Когда дождь стих, распахнули окна, и такой благодатью, таким легким дыханием повеяло из сада, от мокрой зелени, что все на террасе ожили, вытирали платками лица и шеи. Евгений Степанович выбежал глянуть хозяйским глазом, что делается. Мокрые от дождя студенты разносили лопатами и прикатывали жирный асфальт катком, впрягшись в него. И он опять увидел ту студентку, ту молодую женщину, которую отметил еще раньше. Она сидела тогда на траве, спустив в кювет ноги в подсученных до колен тренировочных штанах, стройные, золотистые от загара ноги, пила из пакета молоко, запрокидывая голову. Губы ее были в молоке, и она с таким вкусом жизни отхлебывала, какого он давно уже в себе не знал. И он позавидовал этой молодой жизни, потянуло к ней.

Она почувствовала взгляд, мельком, как на чуждое, доисторическое нечто, глянула тогда на него и отпила из треугольного пакета, передала его парню. Напрасно, напрасно она так глянула, он еще многим способен обрадовать, многое показать в жизни, чего она, бедняжка, и не повидает, жизнь прожив.

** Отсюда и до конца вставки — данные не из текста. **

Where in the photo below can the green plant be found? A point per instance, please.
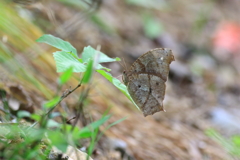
(232, 145)
(35, 141)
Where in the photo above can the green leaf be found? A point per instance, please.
(58, 139)
(65, 76)
(58, 43)
(88, 74)
(51, 103)
(86, 132)
(22, 114)
(117, 84)
(65, 60)
(89, 53)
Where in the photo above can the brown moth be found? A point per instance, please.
(145, 80)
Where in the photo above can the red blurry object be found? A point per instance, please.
(227, 38)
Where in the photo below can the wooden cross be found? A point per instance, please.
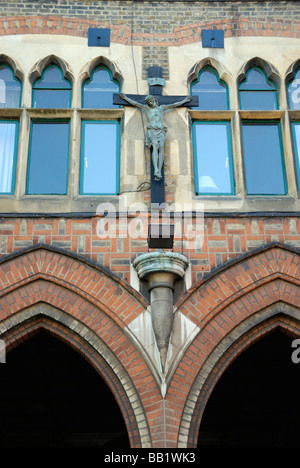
(156, 83)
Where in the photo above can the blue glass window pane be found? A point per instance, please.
(263, 159)
(52, 99)
(99, 158)
(258, 100)
(296, 141)
(211, 93)
(8, 149)
(98, 92)
(213, 162)
(52, 90)
(293, 89)
(10, 88)
(48, 159)
(52, 78)
(256, 93)
(256, 80)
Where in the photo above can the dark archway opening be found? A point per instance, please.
(256, 401)
(52, 397)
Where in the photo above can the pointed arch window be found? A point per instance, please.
(48, 158)
(98, 90)
(100, 136)
(211, 91)
(212, 147)
(293, 92)
(263, 158)
(256, 92)
(10, 97)
(52, 90)
(10, 88)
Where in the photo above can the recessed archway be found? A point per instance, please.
(255, 403)
(55, 399)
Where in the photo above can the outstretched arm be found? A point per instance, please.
(131, 101)
(177, 104)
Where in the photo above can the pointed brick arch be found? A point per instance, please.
(42, 316)
(90, 308)
(236, 303)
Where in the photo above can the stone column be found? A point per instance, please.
(161, 269)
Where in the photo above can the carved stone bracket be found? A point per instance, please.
(161, 269)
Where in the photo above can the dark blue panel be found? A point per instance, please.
(99, 37)
(212, 38)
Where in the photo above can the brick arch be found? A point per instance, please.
(235, 298)
(278, 316)
(42, 316)
(74, 274)
(85, 297)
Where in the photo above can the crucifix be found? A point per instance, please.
(155, 105)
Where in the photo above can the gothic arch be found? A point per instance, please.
(209, 62)
(96, 62)
(270, 71)
(90, 308)
(38, 68)
(4, 59)
(278, 316)
(293, 68)
(42, 316)
(237, 302)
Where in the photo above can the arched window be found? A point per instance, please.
(98, 90)
(52, 90)
(212, 93)
(256, 92)
(10, 97)
(262, 141)
(48, 160)
(10, 88)
(100, 137)
(213, 165)
(293, 93)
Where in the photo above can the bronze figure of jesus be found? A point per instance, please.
(156, 129)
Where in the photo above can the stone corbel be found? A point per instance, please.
(161, 269)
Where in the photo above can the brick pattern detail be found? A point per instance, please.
(223, 240)
(241, 294)
(288, 325)
(29, 325)
(251, 291)
(280, 25)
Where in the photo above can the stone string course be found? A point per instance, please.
(223, 240)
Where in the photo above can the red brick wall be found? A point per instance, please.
(244, 295)
(223, 240)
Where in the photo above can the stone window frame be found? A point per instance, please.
(26, 114)
(283, 115)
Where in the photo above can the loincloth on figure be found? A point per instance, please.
(155, 135)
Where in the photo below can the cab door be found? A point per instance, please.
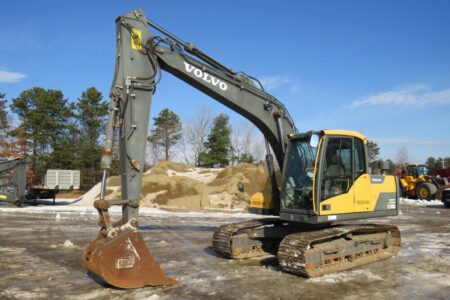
(336, 176)
(362, 180)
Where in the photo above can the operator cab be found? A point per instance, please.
(326, 179)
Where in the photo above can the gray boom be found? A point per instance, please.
(139, 57)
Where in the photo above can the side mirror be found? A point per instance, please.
(314, 141)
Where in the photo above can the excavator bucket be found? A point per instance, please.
(124, 261)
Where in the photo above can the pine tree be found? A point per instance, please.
(47, 128)
(91, 113)
(166, 131)
(218, 145)
(5, 145)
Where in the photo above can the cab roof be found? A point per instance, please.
(346, 133)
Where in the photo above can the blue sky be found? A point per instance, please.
(379, 67)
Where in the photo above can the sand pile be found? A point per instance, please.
(179, 186)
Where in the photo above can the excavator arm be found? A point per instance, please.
(119, 255)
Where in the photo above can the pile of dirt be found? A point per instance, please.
(179, 186)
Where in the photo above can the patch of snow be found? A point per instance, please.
(421, 202)
(162, 243)
(68, 244)
(346, 276)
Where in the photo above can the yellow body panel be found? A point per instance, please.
(261, 200)
(361, 197)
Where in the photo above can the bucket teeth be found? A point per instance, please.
(123, 261)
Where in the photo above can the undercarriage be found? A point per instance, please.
(308, 251)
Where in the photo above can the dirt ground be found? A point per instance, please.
(41, 249)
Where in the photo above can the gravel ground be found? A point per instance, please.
(41, 249)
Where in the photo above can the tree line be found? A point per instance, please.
(52, 132)
(203, 141)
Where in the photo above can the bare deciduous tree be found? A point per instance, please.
(247, 141)
(195, 133)
(402, 156)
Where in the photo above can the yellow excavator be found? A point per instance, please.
(325, 175)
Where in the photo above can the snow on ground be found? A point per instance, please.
(41, 249)
(421, 202)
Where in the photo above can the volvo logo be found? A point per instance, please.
(206, 76)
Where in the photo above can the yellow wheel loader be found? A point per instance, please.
(418, 183)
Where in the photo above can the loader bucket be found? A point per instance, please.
(124, 261)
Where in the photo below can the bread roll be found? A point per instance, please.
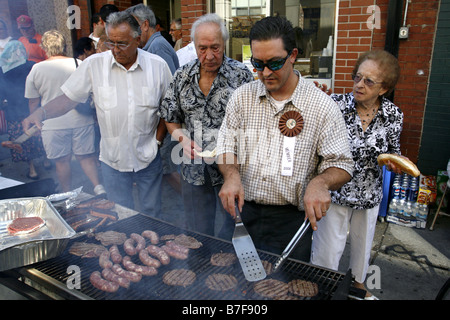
(406, 165)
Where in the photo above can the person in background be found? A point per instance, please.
(152, 41)
(127, 85)
(4, 35)
(175, 32)
(197, 98)
(101, 46)
(160, 28)
(98, 28)
(282, 145)
(72, 133)
(13, 74)
(83, 48)
(374, 125)
(30, 39)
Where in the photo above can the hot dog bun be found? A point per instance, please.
(406, 165)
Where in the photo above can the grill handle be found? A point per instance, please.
(291, 245)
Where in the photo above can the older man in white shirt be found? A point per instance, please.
(127, 85)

И сейчас, выйдя, он прежде всего ее увидал. Опершись подмышкой на лопату-грабарку с длинной рукояткой, перекрестив загорелые ноги, стояла она, чуть изогнувшись, и так хорош, так красив был изгиб молодого ее тела, так хороша была она вся на его глаза, разгоряченные несколькими стопками водки и вином! Королева в лохмотьях! Как можно, чтобы такая — в автодорожном? Почему в каком-то автодорожном? Во ВГИК ее. В ГИТИС. В МГИМО! Ах, не знает она своей судьбы.

— Где вы прятались от дождя? Как же так, надо было сказать… — мелко засуетился он. И — студентам, парням: — Туда, туда лопаток пяток асфальта подкиньте, там впадина. И — прикатать.

Он суетился так близко, что запах пота ее уловил от мокрой одежды, от ее молодого тела. Ему ударило в голову. Подогретый вином, он видел себя сейчас перед ней не шестидесятилетним стариком с крашеными волосами и не очень удачно, несмотря на большие возможности, вставленной нижней челюстью, от которой происходили определенные трудности при жевании, а вполне еще молодцом.

И тут заметил он метавшуюся по улице незнакомую женщину, мгновенно почувствовал опасность, исходившую от нее. Она металась от машины к машине, лицо ее было то ли в дожде, то ли в слезах, возможно, дачница чья-то, здесь и дачи сдавали овдовевшие семьи, хотя он, Евгений Степанович, всегда был против этого, в поселке не должно быть посторонних лиц. Она перебегала от шофера к шоферу, упрашивала, что-то у нее случилось, и проходивший мимо грибник в старой соломенной шляпе, дочерна пропотелой, в высоких резиновых сапогах, постоял с корзиной за спиной, с ведром в руке, сказал враждебно и громко:

— Да вон их сколько машин без дела стоит!

И ткнул палкой во двор, но Евгений Степанович уже поспешно ретировался.